Previous studies in Colombia have reported impairment in the cognitive domains of attention, verbal fluency, working memory and information processing speed, and also lower than average scores in working memory and verbal comprehension.45,46 However, these studies did not compare with a control group, which limits the validity of their conclusions. We found a difference in sustained attention (STROOP: word) even when adjusting for the variables ADHD and depression. However, this was obtained with a low effect size and a high degree of uncertainty. Although our results do not support the endophenotype hypothesis, some studies have concluded that working memory and sustained attention are endophenotypes or early manifestations of BD in OPBD.13,46

Although the prevalence of mental disorders was high in both groups, it was higher in the OPBD group. This prevalence is also high when compared to previous local epidemiological studies in the general population47 and similar to other studies in OPBD, which show high prevalences especially in affective disorders.48,49 Nonetheless, it differs from findings in a first study of OCP versus OPBD in the “paisa” population, which found high frequencies of substance use disorder, mainly alcohol dependence, in the OPBD. This difference could be due to the inclusion of subjects with a wider age range (6–30 years) in that study.50

In particular, similar rates of some psychiatric disorders such as ADHD and major depressive disorder (MDD) were found in both groups, which could explain the lack of differences in cognitive profile. Several studies in subjects with ADHD, MDD and BD, as well as studies with OPBD, report poorer performance in inhibitory control, executive function and working memory.51,52 This may be a confounding factor when conducting studies in this high-risk population. Our selection of CP required them not to have BD or psychotic disorders, but did not exclude other illnesses. Nor was psychiatric disorder in the children established as an exclusion criterion. These criteria were intended to enhance the external validity of the study, but may have added confusion by affecting internal validity. However, contrary to the above, we believe that this situation allows performance on neuropsychological tests to be compared not only for the psychopathology of the children, but specifically the risk associated with being OPBD.

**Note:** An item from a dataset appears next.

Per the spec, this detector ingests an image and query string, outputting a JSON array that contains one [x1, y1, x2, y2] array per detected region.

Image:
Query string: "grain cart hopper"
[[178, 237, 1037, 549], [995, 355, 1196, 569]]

Another aspect to consider in OPBD studies is the high prevalence of affective disorders such as MDD and BD, as well as ADHD, and also the high comorbidity between BD and ADHD.49 In other words, the origin of neuropsychological disturbances in this population may be confused. Some studies in OPBD that controlled for ADHD found that impairments in processing speed and task response time conflict (executive function) persisted even after removing the confounder from the analysis.40 In our sample the results were similar.

One strength of our study is the clinical and neuropsychological assessment of children by evaluators blind to their parents’ diagnosis. Another strength is that it has a control group of children of parents with no history of BD or psychotic disorders. However, given the high prevalence of psychopathology detected in this group, future studies should consider eligibility criteria in their designs to control for the influence of psychopathologies other than BD.

A possible limitation of our study for the assessment of executive function could be that we used the abbreviated version of the Wisconsin test. Although the size of the sample was adequate according to the original calculations of 42 subjects for each group,15 when estimating significant effect sizes on performance in the different tests, this size may have been insufficient.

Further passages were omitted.